Archivist welcome for State of the Constitution Lecture
Thursday, September 17, 2015
McGowan Theatre, Archives I
Good evening. I'm David Ferriero, Archivist of the United States. Welcome to the ninth annual State of the Constitution Lecture at the National Archives, presented in partnership with the Robert H. Smith Center for the Constitution at James Madison's Montpelier. We're very happy you've come tonight, whether you're here in the William G. McGowan Theater or joining us through YouTube.
Before we get to tonight's program on "The Young Madisons: Why a New Generation Is Standing Up for the Constitution," I'd like to tell you about two programs coming up on September 30.
At noon that day, Professor Michael S. Paulsen will be here to discuss his book The Constitution: An Introduction, which lays out the Constitution's history and meaning in clear, accessible terms. A book signing will follow the program.
At 7 o'clock in the evening, we will welcome back Tim Gunn, of Project Runway fame, to lead a discussion of 1920s fashion. He will be joined by John Dunn, fashion director for HBO's Boardwalk Empire, and Valerie Steele, director and chief curator of the Museum at the Fashion Institute of Technology. A 1920s fashion show will follow the conversation.
To learn more about these and all of our programs and exhibits, consult our monthly Calendar of Events, in print or online. There are copies in the lobby—along with a sign- up sheet so you can receive it by regular mail or email. You'll also find brochures about other National Archives programs and activities.
Another way to get more involved in the National Archives is to become a member of the National Archives Foundation. The Foundation supports the work of the agency, especially its education and outreach programs. Pick up your application for membership in the lobby or become a member online at archivesfoundation.org.

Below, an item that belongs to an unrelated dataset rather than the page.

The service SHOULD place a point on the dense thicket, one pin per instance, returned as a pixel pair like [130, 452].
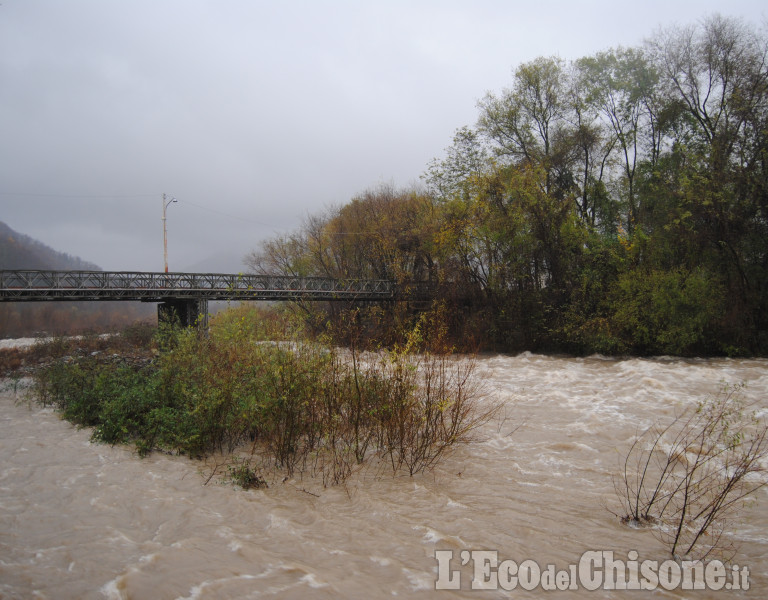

Constitution Day has special meaning for us at the National Archives. In the Rotunda upstairs, which was designed to showcase the founding documents of our nation, the four pages of the United States Constitution hold center stage.
Its central place there mirrors the central place the document has in our nation. When new citizens swear allegiance to the United States, the core promise in the oath is to protect and defend the Constitution.
This morning, in a moving ceremony that I look forward to every year, we welcomed 30 new U.S. citizens from 28 countries. For us spectators, hearing the words of the oath reminds us of the strength and continuity of our nation's governing framework.
As we'll hear tonight, concern for constitutional issues cuts across generational lines. We're pleased to be part of this discussion of "The Young Madisons" with Congresswoman Tulsi Gabbard, Congressman Will Hurd, Mary Katharine Ham, and Steven Olikara.
Now I'd like to introduce Douglas Smith, the Vice President of the Montpelier Foundation, which oversees the Robert H. Smith Center for the Constitution at Montpelier.
He is a Fellow of the Sorensen Institute for Political Leadership at the University of Virginia and is the former Chairman of the Board of Heifer International. He also serves on the board of James Madison University's School of Liberal Arts and Social Sciences and Mary Washington University's Center for Honor, Leadership & Service.
Ladies and gentlemen, please welcome Douglas Smith.